Architects think of Premium Reform & Renovation

高級マンションリフォーム・リノベーションの設計とデザインについて。
そのプロセスとノウハウを余すところなく公開しています。

提案型左官の原田左官ショールーム訪問

千代田区M邸

千代田区M邸の壁仕上げの相談で、文京区千駄木にある左官業界の雄、原田左官工業所のショールームを訪問させて頂きました。

原田左官工業所のショールーム見学

以前より、左官なら原田左官とは聞いておりましたが、中々お仕事をご一緒する機会がありませんでしたが、僕らより先にお客さまのMさまご夫妻がこちらを訪問して、自宅の漆喰等の左官は原田左官にお願いしたいとのお話しがあったので、急いで予約をしてお話を聞きに行って参りました。

原田左官のショールーム見学

当日は、ここまで幾度かやり取りをさせて頂いた担当の江口さんだけでなく、社長の原田さんまで同席して、色々とご案内してくださいました。

原田左官のショールーム見学_コンクリート打ち放し風壁仕上げ

最初に拝見させて頂いたのは、コンクリート打ち放し風の左官仕上げでした。

原田左官のショールーム見学_コンクリート打ち放し風壁仕上げ

店舗などでの実績が多いそうですが、石膏ボードの上からコンクリート色の左官材を仕上げ、Pコンの孔や、型枠の目違いやジャンカ風なテクスチャーまでをわずか3ミリの塗り厚で再現できるとのことでした。

原田左官のショールーム見学_コンクリート打ち放し風壁仕上げ

こちらの杉板型枠風となると、もう少し塗り厚が必要で、6ミリほどとのことでしたが、間近で見てもフェイクとは分からない精巧な仕上げでした。ただ当然ながら触ったり、トントンと叩いてみると重量感がなく、中空の音がするので、偽物であることが分かりましたが。
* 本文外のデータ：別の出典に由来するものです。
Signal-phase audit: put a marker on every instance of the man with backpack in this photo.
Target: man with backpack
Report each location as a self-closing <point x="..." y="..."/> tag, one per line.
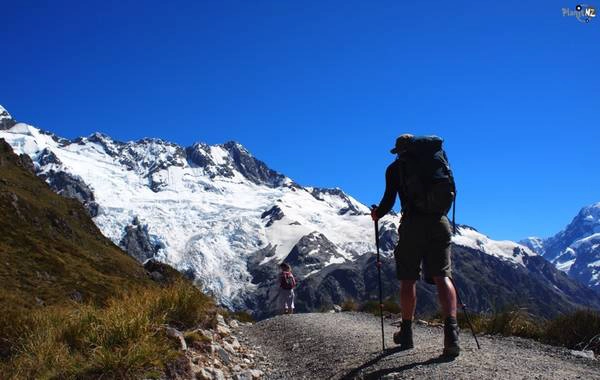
<point x="422" y="178"/>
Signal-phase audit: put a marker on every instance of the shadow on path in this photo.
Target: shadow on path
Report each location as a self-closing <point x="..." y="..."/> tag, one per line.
<point x="382" y="372"/>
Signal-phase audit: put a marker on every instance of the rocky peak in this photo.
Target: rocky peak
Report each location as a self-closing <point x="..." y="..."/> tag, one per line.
<point x="252" y="168"/>
<point x="586" y="223"/>
<point x="6" y="121"/>
<point x="312" y="253"/>
<point x="337" y="198"/>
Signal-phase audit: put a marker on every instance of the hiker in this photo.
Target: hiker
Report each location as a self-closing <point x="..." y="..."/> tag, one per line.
<point x="287" y="283"/>
<point x="422" y="178"/>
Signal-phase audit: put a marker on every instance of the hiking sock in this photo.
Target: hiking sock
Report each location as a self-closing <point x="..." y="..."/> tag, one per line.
<point x="404" y="336"/>
<point x="451" y="347"/>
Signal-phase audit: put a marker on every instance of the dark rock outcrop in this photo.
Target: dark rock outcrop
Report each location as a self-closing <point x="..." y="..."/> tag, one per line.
<point x="137" y="242"/>
<point x="6" y="121"/>
<point x="252" y="168"/>
<point x="349" y="207"/>
<point x="70" y="186"/>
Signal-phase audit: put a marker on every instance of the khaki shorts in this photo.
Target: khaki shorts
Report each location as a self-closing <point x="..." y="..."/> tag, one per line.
<point x="423" y="240"/>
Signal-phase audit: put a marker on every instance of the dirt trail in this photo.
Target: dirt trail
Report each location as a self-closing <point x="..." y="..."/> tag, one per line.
<point x="348" y="346"/>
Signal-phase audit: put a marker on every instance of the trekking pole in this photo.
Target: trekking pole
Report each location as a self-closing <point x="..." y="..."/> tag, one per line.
<point x="466" y="314"/>
<point x="378" y="263"/>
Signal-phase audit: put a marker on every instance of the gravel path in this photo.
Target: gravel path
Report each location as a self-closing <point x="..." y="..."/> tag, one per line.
<point x="348" y="346"/>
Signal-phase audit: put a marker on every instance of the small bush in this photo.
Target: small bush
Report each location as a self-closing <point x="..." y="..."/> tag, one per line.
<point x="349" y="305"/>
<point x="243" y="316"/>
<point x="578" y="331"/>
<point x="389" y="307"/>
<point x="123" y="340"/>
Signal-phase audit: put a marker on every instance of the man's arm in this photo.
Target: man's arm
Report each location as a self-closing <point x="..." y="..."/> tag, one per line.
<point x="389" y="196"/>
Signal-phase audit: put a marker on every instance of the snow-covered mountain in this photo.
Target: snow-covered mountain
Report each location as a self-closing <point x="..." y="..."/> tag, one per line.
<point x="576" y="249"/>
<point x="225" y="218"/>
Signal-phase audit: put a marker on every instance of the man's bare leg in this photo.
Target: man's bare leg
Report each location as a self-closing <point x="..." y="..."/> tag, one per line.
<point x="446" y="296"/>
<point x="408" y="298"/>
<point x="408" y="302"/>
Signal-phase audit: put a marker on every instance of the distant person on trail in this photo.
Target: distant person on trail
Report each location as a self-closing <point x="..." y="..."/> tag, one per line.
<point x="287" y="283"/>
<point x="422" y="178"/>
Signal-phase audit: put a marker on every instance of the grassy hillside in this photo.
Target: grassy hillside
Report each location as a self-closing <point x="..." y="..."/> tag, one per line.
<point x="73" y="305"/>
原田左官のショールーム見学_コンクリート打ち放し風壁仕上げ

当然、このような竪型の杉板型枠打ちっ放し風もできるそうです。

原田左官のショールーム見学_磨きコンクリートブロック

コンクリート調の壁を作りたいといのがお客さまMさまのご希望なので、他にどのようなことができるかを聞いてみた所紹介されたのが、このコンクリートブロックの削り出し仕上げです。

ショールームの外部に大きな面で試し施工したものを積んでいるとのことで、そこで磨いたコンクリートブロック(中央)と、磨かない通常のコンクリートブロック(右側)とやはり磨いていない重量ブロック(左側)を比べさせて頂きました。手前においてあるのは、暫定的に決まっているフローリング材とアントリーニショールームで購入することが決まった玄関タタキ用の緑色の大理石です。

具体的に探していた素材は上記のものまででしたが、今後の他のプロジェクトの為に色々な素材を教えて頂きました。こちらは、版築風の仕上げです。

こちらのカラフルな石材は、最近また復活してきた人研ぎ(ジントギ(人造石研ぎ出し))の為の骨材だそうです。

左官仕上げながら水回りにも使えて、割れにくい素材として急速に有名になった素材としてモールテックスがあります。原田左官でも勿論モールテックスを施工できるのですが、似たような性質をもつ素材で、イタリア製でもっとカラフルな仕上げが可能なオルトレマテリアという素材も教えて貰いました。

こちらは屋外にも使える金属調の光沢感を持つ左官材、ミダスメタルです。

実際に金属の粉を90%ほど調合しているそうで、光沢感だけでなく錆びなども表現することができるユニークな素材です。ただ、残念ながら原田左官ではもう扱っていないそうです。

その他、漆喰のことや、このブログでは紹介しきれない様々な魅力的な左官材を教えて貰いました。こちらはショールームすぐ横にある工房で、こちらに若い職人さんたちが何人もいて、左官の腕を磨くと共に、新しい左官材の地平を広げるために、日夜実験を重ねているとのことでした!本日はご案内、どうもありがとうございました。